Second, Halperin is way short on prescriptions. It’s not at all clear that he thinks scribblers ought to spend more time sounding policy proposals. Cramer wasn’t big on doing this either—but, hey, his book really didn’t need too; it was color-commentary published four years after the fact.

That brings us back to What It Takes, and a final triple bank shot irony. As The Washington Monthly’s Kevin Drum notes, if there’s a book to blame for the curse of process coverage, it’s one that Cramer himself spotted. In the introduction to What it Takes, Cramer writes that “mountains” of campaign newspaper articles and books left him knowledgeable about “polls and ad-campaigns, people-meters, direct-mail fundraising, computer targeted-media buys, and all kinds of arcane wizardry,” but did not address the questions Halperin longs to answer—who the candidates were, what drove them, and what they were like as people. And, Cramer writes, that’s the hole he set out to plug. Last week, Bai wrote that in a recent conversation Cramer was more specific, and fingered Theodore White’s 1960 The Making of the Presidency, another epoch-making political tome, as the book that spoiled campaign reporting. Cramer saw White’s focus on the horse race and related campaign minutiae as unhealthy.

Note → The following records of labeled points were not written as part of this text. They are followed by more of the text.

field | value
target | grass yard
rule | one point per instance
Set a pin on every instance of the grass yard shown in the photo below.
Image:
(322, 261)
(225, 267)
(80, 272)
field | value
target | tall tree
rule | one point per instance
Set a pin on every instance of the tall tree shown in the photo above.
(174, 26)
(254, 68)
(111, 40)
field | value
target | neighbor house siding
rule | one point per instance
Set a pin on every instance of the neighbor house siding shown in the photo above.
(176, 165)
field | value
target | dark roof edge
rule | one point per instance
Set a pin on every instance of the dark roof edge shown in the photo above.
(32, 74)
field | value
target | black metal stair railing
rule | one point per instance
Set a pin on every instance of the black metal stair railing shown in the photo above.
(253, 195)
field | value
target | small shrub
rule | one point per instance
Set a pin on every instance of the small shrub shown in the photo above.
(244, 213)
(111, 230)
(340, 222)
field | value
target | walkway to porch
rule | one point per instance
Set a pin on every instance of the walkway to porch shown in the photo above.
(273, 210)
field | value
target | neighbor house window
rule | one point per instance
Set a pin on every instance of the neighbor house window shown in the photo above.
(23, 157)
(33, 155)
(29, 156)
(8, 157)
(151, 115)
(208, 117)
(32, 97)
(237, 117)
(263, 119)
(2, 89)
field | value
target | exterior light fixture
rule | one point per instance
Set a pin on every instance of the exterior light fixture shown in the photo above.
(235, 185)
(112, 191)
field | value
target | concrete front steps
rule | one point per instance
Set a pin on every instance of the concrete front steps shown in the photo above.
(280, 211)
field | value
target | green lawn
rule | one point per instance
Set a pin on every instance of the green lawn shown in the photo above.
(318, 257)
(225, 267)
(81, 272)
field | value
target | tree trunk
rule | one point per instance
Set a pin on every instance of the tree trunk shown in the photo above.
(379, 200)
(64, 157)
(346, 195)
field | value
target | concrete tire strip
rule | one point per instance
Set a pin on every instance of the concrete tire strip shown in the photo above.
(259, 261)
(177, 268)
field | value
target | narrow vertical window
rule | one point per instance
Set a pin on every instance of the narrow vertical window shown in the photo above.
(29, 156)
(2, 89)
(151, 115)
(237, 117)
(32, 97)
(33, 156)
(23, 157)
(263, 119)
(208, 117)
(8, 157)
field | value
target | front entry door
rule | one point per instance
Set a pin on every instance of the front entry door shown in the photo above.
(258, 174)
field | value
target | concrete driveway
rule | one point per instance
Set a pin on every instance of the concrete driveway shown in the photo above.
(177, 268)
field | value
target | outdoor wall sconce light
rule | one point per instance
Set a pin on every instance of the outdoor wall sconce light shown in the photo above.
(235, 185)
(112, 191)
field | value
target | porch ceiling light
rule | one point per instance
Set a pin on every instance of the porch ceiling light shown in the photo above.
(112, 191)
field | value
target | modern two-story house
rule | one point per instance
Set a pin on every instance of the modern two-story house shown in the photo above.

Interestingly enough, after the 1972 campaign rolled around, even White seemed to agree. Tim Crouse, in The Boys on The Bus, his own constellation-dwelling campaign coverage exposé, interviewed White, by then the author of ’64 and ’68 Making clones, in his Manhattan townhouse. White recounted an anecdote from the ’72 campaign, when reporters stalked George McGovern and an aide as they desperately sought privacy to chew over his upcoming vice-presidential pick, one of any campaign’s greatest “process” decisions:

“…all of us are observing him, taking notes like mad, getting all the little details. Which I think I invented as a method of reporting and which I now sincerely regret. If you write about this, say that I sincerely regret it.”

Alas, such regrets didn’t stop White from pressing ahead and releasing a 1972 Making of the President. Why? Was it the lure of money? The thrill of the trail? His exclusive access or transparent love of the political game? Who knows.

Halperin now helms “The Page,” Time.com’s bloggy campaign round-up. And today, the very day after renouncing his old ways in our nation’s most public forum short of Oprah’s couch, he’s back to his old tricks, pushing a regular diet of frivolous campaign squabbles, TV ads, and direct mailings. He also teases the implications of upcoming Obama campaign appearances by, yes, Oprah Winfrey.

For Halperin, like White before, it seems repenting is a step well short of reforming.

Clint Hendler is the managing editor of Mother Jones, and a former deputy editor of CJR.